Abstract
In the context of the obesity epidemic, dietary fibers that are found essentially in fruit and vegetables attract more and more attention, since they exert numerous metabolic benefits resulting in the moderation of body weight. Short-chain fatty acids, such as propionate and butyrate, produced through their fermentation by the intestinal microbiota, have long been thought to be the mediators of these benefits. In fact, propionate and butyrate were recently shown to activate intestinal gluconeogenesis, a function exerting metabolic benefits via its capacity of signaling to the brain by gastrointestinal nerves. Recently, succinate, the precursor of propionate in the bacterial metabolism, has also been shown to exert signaling properties, including the activation of intestinal gluconeogenesis.
Introduction
The worldwide increase in obesity and associated illnesses such as type 2 diabetes has urged the scientific community to improve our understanding of the mechanisms underlying energy homeostasis.
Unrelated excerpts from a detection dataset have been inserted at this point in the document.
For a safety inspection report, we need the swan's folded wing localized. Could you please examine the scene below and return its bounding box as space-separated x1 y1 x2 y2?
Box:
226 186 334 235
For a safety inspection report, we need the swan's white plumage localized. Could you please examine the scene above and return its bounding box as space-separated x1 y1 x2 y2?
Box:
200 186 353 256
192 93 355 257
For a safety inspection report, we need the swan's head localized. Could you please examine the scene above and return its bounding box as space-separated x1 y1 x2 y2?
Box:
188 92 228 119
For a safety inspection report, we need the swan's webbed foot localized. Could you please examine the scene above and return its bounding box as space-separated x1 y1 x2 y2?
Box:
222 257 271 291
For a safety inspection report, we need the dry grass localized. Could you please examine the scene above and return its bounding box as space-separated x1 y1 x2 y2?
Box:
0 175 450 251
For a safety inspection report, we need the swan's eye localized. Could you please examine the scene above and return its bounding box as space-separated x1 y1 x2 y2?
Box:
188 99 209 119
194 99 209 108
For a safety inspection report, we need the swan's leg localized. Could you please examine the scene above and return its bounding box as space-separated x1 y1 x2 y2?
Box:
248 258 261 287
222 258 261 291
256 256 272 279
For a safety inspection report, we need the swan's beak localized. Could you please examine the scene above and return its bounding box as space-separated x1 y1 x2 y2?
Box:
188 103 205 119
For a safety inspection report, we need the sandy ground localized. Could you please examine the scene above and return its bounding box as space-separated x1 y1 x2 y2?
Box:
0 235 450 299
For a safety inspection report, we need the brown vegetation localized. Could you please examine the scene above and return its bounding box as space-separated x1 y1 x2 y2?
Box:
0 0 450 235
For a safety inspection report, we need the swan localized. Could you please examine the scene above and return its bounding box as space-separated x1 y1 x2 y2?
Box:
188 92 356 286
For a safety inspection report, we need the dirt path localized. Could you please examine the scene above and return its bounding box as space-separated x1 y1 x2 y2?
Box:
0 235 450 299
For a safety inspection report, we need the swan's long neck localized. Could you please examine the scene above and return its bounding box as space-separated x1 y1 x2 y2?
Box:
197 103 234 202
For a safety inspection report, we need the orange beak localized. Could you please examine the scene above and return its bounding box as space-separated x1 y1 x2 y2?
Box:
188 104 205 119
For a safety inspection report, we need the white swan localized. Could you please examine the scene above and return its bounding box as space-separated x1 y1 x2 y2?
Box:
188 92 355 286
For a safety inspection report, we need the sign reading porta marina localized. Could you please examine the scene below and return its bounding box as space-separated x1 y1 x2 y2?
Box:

A well-documented area relates to the hormonal signals that the gut releases in blood in response to nutrient assimilation and which modulate hunger sensations and glucose homeostasis, such as cholecystokinin and glucagon-like peptide 1, a set of processes referred to as the gut–brain axis. An increasingly popular field of investigation relates to the gut microbiota, residing mainly in the distal gut. The genetic composition of the gut microbiota is altered in obesity and metabolic diseases, which has led to the idea that the microbiota changes could have a role in the regulation of host metabolism. It is noteworthy that various macronutrients, such as dietary protein, are also able to influence the host metabolism, and especially hunger and glucose control. In this context, the possible role of dietary fiber, via its fermentation by the gut microbiota, currently attracts more and more interest.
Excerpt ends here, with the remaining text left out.